- Born: 6 May 1947 Varaždin, PR Croatia, FPR Yugoslavia
- Died: 18 November 2013 (aged 66) Belgrade, Serbia
- Style: Real Aikido
- Rank: 10th dan, Sōke

Other information
- Notable students: Bratislav Stajić, Radojica Spasović, Dragoljub Noveski, Nenad Veselinović, Vladimir Vokić, Dragan Stanković i Mihailo Lakić, Ljubiša Golubović.

= Ljubomir Vračarević =

Serbian aikidoka (1947–2013)

Ljubomir Vračarević (Serbian Cyrillic: Љубомир Врачаревић; 6 May 1947 – 18 November 2013), was a Serbian martial artist and founder of Real Aikido.

==Biography==
Ljubomir Vračarević studied aikido since 1971. During his first visit in Japan he was practicing in Hombu Dojo with Kisshomaru Ueshiba, the son of the founder of Aikido, Morihei Ueshiba.

During his second stay in Tokyo in 1993 at Yoshinkan, the school of Gozo Shioda, he met with Shioda, who rarely received visitors because of his age.

So far in his bodyguard instruction career, Vračarević held more than 150 seminars worldwide. Clubs of Real Aikido were host to more than 120,000 students.

His special area of teaching was the Real Aikido school for kids. He worked with kids aged 5 to 12 through a program called “With play to Master”, which is adjusted to children's physical and mental needs. Real Aikido is included in Serbian elementary school curriculum from 2005 as elective subject.
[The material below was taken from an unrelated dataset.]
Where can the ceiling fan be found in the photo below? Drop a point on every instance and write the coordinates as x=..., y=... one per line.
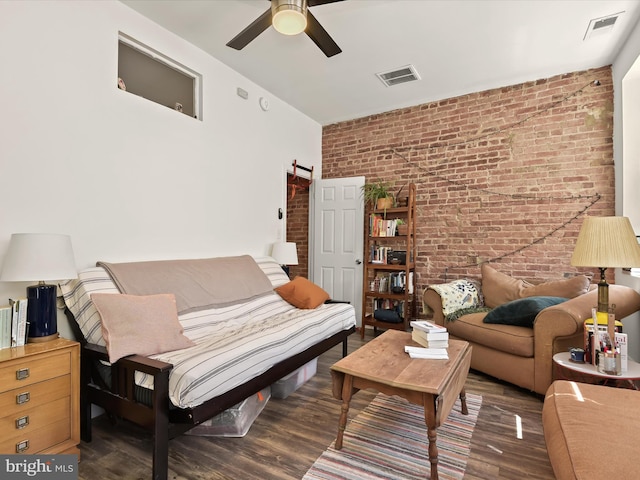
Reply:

Vračarević was the author of 12 books and videos dealing with Real Aikido and self-defense. The books are written in Serbian, while some of them were translated to Russian or English. These include: “Defense From Knife”, “Aikido-Judo”, “Defense Without Fear” (self-defense for women), “I Was Training The Bodyguards”, ”Real Aikido”, “From Beginner to Master”, “Licence for Trainer”, and “Knife, Gun, Stick Techniques”.

Vračarević was an honour member of MAA, an international association of combat skills with headquarters in Germany, technical director of Real Aikido at Odbrana worldwide organization and the founder and president of World Centre of Real Aikido and European Martial Arts Hall of Fame.

Vračarević was an instructor in IBSSA, the International Bodyguard & Security Association. He was also a college professor for sport trainers in Belgrade.

In August 2002 the United States Martial Arts Association elected Vračarević to its Hall of Fame and awarded him the title Grandmaster, black belt 10th dan, Sōke. This award is not recognized by any of the mainstream aikido organizations such as Aikikai and Yoshinkan.

He appeared as actor with small roles in movies Kako je propao rokenrol where he played ninja instructor and Šejtanov ratnik (Devil's warrior) in which he appeared as himself.